Energi Tanpa Batas Nurkholis Sastro untuk Keutuhan TNKS (Bagian 3)

Berdasarkan SK Menhut No.420/Menhut-II/2004 tanggal 19 Oktober 2004, luas TNKS yang membantang di Provinsi Bengkulu, Jambi, Sumatera Selatan, dan Sumatera Barat adalah sekitar 1.389.510 hektare.

Bila dilihat awal perjalanannya, TNKS dibentuk dari 17 kelompok hutan yang merupakan bagian hutan lindung register tahun 1921-1926 (ditetapkan Belanda), cagar alam dan suaka margasatwa yang ditetapkan pada 1978-1981, ditambah kawasan hutan produksi. Usulan pembentukan TNKS dilakukan berdasar hasil penelitian Direktorat Jenderal Perlindungan dan Pelestarian Alam dan WWF yang disponsori FAO (Food and Agriculture Organization) pada 1977 – 1980.

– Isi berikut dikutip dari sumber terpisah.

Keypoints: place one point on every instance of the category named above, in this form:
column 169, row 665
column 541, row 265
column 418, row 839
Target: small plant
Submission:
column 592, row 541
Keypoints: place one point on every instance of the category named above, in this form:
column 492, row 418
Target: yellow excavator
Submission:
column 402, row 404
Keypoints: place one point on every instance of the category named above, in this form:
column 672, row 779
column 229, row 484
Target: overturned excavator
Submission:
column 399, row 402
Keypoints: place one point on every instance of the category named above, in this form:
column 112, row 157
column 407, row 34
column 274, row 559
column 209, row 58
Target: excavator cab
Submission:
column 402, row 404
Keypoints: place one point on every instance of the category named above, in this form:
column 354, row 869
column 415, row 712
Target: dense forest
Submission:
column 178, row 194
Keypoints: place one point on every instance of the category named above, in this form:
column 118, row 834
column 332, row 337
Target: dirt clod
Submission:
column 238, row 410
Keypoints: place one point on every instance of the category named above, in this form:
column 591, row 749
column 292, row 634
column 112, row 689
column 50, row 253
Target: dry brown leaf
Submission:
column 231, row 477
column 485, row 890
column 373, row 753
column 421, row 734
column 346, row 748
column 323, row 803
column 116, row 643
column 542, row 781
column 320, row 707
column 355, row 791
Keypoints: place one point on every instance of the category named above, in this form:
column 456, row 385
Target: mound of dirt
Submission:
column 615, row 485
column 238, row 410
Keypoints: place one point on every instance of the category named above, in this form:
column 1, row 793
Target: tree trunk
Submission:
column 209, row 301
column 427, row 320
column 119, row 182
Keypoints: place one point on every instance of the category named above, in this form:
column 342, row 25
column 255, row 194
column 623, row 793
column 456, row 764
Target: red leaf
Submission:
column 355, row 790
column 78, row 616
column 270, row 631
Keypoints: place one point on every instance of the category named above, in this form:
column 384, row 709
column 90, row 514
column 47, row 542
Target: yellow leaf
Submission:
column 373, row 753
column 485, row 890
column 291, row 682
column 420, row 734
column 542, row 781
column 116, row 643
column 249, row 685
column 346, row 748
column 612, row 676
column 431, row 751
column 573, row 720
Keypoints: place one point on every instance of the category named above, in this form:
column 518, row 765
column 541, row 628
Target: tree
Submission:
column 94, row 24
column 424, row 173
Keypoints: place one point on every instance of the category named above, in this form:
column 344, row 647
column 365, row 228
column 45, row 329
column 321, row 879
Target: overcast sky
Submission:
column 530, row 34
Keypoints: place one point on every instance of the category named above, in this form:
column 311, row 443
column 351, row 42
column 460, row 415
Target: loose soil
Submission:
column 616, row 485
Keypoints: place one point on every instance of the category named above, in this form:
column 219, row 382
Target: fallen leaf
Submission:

Peran vital TNKS yang tidak perlu diragukan adalah sebagai daerah tangkapan air untuk 23 sungai utama di empat provinsi tersebut. Ada Daerah Aliran Sungai (DAS) Batang Hari di Jambi, DAS Ketahun di Bengkulu, dan DAS Musi di Sumatera Selatan. Sementara, dari sisi keragaman hayati, ada 4 ribu spesies tumbuhan, 370 spesies burung, dan 85 spesies mamalia yang hidup nyaman di sini

Terkait berbagai permasalahan yang mendera saat ini, terutama rencana pembangunan 30 jalan yang membelah kawasan taman nasional ditambah ancaman pembalakan liar dan perambahan kawasan, ada sosok tangguh yang tetap semangat menjaga keutuhan TNKS. Figur pegiat lingkungan yang tanpa lelah menebarkan aura positifnya kepada masyarakat dan juga pemerintah daerah setempat untuk bersama melindungi TNKS dari segala marabahaya.

**

 

Macan dahan. Foto: Dok. Bidang Pengelolaan Taman Nasional Wilayah Sumatera Selatan – Bengkulu Balai Besar TNKS
Macan dahan. Foto: Dok. Bidang Pengelolaan Taman Nasional Wilayah Sumatera Selatan – Bengkulu Balai Besar TNKS

Nurkholis Sastro diam sejenak. Pertanyaan yang diajukan kepadanya tidak langsung dijawab. Alam pikirannya menerawang jauh. Terlihat dari mimik wajah dan pandangan matanya. Selang beberapa menit kemudian, dia baru mengeluarkan suara. “Ingin menjaga sumber kehidupan dan penghidupan masyarakat,” kata Sastro, biasa dipanggi, menjelaskan alasan utamanya turut “menjaga” Taman Nasional Kerinci Seblat (TNKS) selama dua dasawarsa ini.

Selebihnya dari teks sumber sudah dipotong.